JPMorgan Chase has abruptly terminated banking services for two stablecoin-focused startups. The bank froze the corporate accounts of Kontigo and Blindpay this week. It cited internal risk assessments that labeled the firms "high risk."
These are not speculative trading platforms. Blindpay manages cross-border payouts for gig workers. Kontigo provides B2B payment rails. Both utilize stablecoins to settle transactions faster than legacy SWIFT networks. That reliance on blockchain rails triggered the bank's compliance filters.
A report by Fortune identifies the core issue as sanctions exposure. Banks fear that funds moving on-chain might interact with sanctioned wallets before reaching the corporate account. JPMorgan acts as a final settlement layer. It refuses to accept the opacity of the preceding chain of custody.
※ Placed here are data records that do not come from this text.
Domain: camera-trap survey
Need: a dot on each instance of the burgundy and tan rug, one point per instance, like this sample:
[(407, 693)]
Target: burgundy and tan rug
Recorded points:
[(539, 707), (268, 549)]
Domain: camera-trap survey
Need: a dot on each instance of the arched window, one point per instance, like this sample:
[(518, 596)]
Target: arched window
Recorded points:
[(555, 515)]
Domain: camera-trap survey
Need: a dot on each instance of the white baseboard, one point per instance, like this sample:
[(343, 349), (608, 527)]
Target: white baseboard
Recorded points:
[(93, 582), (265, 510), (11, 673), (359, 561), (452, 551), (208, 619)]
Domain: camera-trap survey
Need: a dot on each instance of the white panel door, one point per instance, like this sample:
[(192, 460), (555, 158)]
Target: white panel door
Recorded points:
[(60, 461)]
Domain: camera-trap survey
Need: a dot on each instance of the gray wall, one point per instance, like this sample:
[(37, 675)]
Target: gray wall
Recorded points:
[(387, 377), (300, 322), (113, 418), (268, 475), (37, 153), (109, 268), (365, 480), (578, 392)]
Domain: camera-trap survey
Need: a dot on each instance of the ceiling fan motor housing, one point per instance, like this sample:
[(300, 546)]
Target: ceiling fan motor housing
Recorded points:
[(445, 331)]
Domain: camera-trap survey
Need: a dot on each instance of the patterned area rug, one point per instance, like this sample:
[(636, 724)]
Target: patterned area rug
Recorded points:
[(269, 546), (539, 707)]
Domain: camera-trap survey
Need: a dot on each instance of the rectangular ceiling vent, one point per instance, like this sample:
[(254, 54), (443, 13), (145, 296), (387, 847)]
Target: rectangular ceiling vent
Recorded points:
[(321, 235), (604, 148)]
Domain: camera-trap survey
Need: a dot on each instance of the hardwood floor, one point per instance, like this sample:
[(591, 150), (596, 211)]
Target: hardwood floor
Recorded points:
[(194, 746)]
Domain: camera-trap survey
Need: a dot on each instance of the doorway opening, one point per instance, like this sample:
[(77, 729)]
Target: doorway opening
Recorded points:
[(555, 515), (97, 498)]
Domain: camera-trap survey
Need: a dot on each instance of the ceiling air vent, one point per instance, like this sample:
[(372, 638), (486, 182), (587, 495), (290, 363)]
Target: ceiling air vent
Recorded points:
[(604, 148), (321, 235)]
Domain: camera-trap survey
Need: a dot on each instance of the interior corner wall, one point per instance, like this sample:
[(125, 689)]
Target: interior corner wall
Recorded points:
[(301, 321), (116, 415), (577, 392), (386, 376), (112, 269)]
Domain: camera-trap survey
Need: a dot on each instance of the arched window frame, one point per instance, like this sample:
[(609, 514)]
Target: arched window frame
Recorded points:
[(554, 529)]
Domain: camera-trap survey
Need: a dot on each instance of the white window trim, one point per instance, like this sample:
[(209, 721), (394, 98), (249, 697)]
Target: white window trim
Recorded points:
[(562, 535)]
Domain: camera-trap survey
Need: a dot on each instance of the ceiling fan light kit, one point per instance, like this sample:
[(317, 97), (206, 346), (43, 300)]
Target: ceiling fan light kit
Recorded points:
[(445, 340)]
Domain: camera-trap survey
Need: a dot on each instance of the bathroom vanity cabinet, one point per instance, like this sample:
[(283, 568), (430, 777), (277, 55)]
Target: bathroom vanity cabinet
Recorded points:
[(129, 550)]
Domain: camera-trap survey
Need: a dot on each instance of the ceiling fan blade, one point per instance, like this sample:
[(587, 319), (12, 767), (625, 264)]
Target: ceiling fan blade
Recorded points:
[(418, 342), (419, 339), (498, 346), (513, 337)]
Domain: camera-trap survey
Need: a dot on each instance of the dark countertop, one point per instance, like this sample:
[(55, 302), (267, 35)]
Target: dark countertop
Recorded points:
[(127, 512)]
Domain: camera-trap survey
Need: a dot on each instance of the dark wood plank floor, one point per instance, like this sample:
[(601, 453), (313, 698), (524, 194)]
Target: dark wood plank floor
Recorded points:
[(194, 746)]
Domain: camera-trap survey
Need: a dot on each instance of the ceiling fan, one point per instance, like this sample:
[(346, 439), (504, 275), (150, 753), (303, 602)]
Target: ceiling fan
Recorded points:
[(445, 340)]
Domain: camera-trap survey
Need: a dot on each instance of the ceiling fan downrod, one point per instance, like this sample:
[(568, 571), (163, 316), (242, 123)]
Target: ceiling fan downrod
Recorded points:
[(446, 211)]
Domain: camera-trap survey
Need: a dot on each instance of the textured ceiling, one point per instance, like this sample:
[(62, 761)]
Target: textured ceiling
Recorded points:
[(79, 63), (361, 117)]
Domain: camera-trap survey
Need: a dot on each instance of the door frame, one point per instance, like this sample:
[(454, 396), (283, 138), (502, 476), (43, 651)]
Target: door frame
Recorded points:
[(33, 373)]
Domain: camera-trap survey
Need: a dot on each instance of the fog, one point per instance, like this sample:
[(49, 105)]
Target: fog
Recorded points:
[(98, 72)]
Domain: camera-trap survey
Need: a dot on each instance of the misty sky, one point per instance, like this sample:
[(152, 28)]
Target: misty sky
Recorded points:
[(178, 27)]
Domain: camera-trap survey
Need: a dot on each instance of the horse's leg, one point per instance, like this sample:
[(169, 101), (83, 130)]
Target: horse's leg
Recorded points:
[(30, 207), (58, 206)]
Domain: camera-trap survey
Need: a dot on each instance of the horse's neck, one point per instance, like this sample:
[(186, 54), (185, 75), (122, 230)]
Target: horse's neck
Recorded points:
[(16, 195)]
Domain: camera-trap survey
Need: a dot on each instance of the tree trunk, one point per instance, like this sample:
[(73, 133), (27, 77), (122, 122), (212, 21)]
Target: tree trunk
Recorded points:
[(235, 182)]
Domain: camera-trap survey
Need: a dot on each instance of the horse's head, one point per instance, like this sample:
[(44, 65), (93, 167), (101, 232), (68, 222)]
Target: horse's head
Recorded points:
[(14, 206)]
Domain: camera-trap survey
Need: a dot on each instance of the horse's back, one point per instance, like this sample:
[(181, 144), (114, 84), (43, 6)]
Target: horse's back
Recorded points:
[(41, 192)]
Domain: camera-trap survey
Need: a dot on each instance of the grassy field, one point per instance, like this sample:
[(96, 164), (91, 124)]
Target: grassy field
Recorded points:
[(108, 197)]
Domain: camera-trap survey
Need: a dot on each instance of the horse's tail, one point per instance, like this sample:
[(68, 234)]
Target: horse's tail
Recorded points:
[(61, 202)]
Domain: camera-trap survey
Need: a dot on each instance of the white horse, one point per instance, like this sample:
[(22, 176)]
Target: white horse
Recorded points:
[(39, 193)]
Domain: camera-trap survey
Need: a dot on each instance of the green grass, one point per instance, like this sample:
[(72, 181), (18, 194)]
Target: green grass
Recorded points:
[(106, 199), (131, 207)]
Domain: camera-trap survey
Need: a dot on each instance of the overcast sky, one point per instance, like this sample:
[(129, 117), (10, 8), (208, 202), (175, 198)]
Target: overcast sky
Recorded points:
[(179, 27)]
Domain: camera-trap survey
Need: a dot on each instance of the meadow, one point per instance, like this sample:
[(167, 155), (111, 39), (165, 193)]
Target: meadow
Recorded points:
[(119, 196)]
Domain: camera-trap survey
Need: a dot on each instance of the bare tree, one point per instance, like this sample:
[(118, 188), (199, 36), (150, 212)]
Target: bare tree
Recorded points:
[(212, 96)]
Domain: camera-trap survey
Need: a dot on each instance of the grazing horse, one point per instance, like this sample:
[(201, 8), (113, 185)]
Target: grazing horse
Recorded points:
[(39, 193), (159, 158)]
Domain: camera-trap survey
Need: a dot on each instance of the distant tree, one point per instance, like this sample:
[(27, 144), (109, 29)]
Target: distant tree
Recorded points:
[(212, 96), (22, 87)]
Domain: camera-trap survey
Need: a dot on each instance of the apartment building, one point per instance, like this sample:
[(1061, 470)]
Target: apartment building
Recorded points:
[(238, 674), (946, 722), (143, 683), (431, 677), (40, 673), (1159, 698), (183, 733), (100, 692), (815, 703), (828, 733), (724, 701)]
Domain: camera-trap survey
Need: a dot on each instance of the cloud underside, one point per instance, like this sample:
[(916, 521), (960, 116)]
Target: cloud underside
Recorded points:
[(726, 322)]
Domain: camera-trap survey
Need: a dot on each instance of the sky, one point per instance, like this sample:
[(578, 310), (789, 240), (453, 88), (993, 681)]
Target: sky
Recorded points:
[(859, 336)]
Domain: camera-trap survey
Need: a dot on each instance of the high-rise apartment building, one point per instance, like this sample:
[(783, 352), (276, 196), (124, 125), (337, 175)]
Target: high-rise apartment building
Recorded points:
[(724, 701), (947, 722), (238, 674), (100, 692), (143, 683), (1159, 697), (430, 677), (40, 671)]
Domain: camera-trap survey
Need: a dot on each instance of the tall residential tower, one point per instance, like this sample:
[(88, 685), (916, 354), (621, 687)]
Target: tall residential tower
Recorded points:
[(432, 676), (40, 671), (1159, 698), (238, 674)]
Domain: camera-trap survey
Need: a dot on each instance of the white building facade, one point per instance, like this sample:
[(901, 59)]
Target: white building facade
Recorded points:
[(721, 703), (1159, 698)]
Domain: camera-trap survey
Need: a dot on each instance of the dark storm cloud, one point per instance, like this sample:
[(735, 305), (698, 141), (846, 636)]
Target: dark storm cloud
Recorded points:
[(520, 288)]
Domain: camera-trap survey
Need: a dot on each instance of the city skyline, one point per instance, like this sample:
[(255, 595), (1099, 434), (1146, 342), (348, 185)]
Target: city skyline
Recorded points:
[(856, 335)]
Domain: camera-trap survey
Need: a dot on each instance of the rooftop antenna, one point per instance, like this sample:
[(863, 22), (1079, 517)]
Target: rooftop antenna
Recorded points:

"They just said we are high risk. They didn't give more details."
The freeze aligns with a broader institutional retreat. Founders refer to this trend as "Operation Chokepoint 2.0." Compliance departments prioritize charter safety over innovation. The risk of a single OFAC violation outweighs the revenue from startup accounts. Consequently, legitimate infrastructure builders are losing access to the U.S. dollar system.
Blindpay and Kontigo must now secure alternative banking partners to process fiat conversions. No native tokens were involved or impacted.